The Department provides financial assistance agencies and organizations that partner with us to carry out our vital homeland security missions: preventing terrorism and enhancing security; securing and managing our borders; enforcing and administering our immigration laws; safeguarding and securing cyberspace; and ensuring resilience to disasters. It is crucial that our programs and services be accessible to all the people they interact with, regardless of English proficiency. Accordingly, recipients of DHS financial support must take reasonable steps to ensure meaningful access to their programs and activities by LEP persons.
Examples of grant recipients include: state and local emergency management agencies, fire and police departments, and other governmental departments or non-governmental recipients of support. Entities that receive valuable in-kind assistance such as training or computer equipment are covered as well. (Many of these entities, whether they are state and local governmental departments or non-governmental organizations, are also covered by similar LEP requirements because of other federal financial assistance from other agencies.) This Guidance is very similar to that of the Department of Justice (DOJ) and other agencies.

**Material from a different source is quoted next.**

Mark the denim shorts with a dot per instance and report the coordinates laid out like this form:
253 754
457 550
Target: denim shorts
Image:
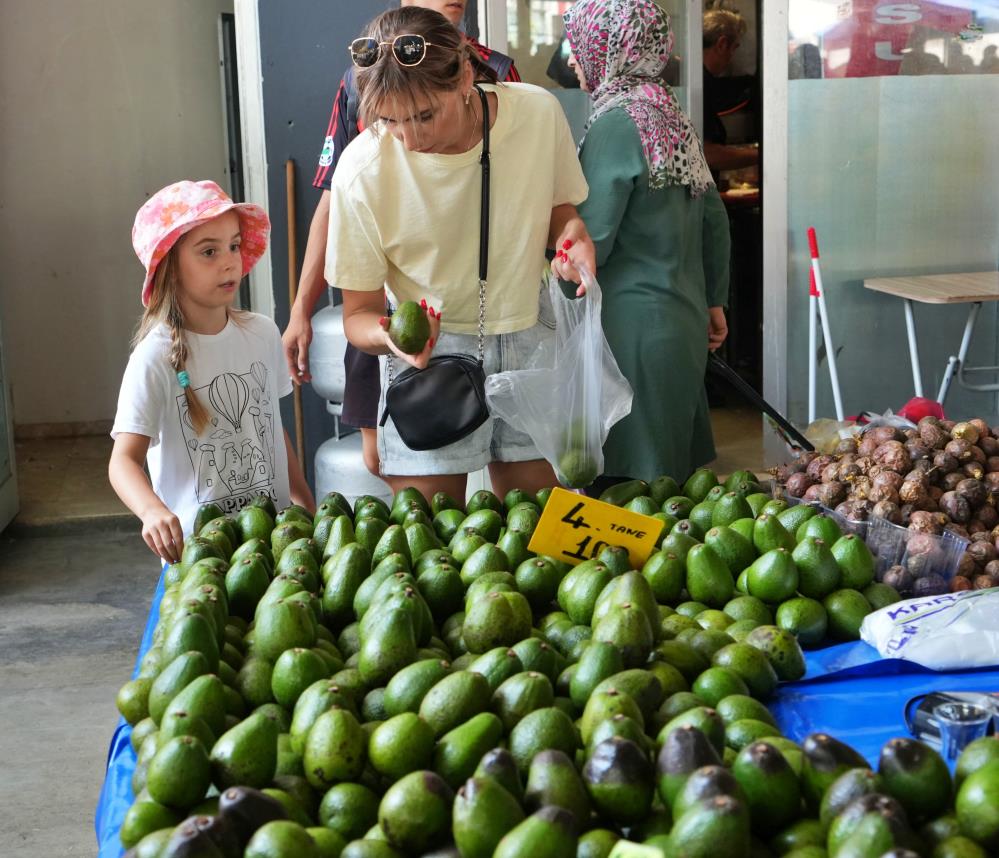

As explained in the Guidance, in determining when and how to provide language services such, as interpretation and translation, the first step for a covered entity is to conduct an individualized assessment that examines the following four factors:
- The number or proportion of LEP persons eligible to be served or likely to be encountered
- The frequency with which LEP individuals are encountered
- The nature and importance of the program, activity, or service provided
- The resources available to the recipient and the costs of providing language services
This four-part test, first listed in DOJ's 2002 LEP Guidance, lists the criteria that the Department will use in evaluating recipients' compliance with Title VI.
CRCL works with DHS Components, the agencies and entities they financially assist, and the individuals and communities who are the end beneficiaries of their programs, to fulfill the obligation to provide meaningful access to federally supported activities to eligible LEP persons. CRCL also offers technical assistance on language access to DHS financial recipients. Additionally, CRCL leads the Department's efforts to improve language access to its own programs as they continue to support and fund programs for new immigrants and other individuals to learn English.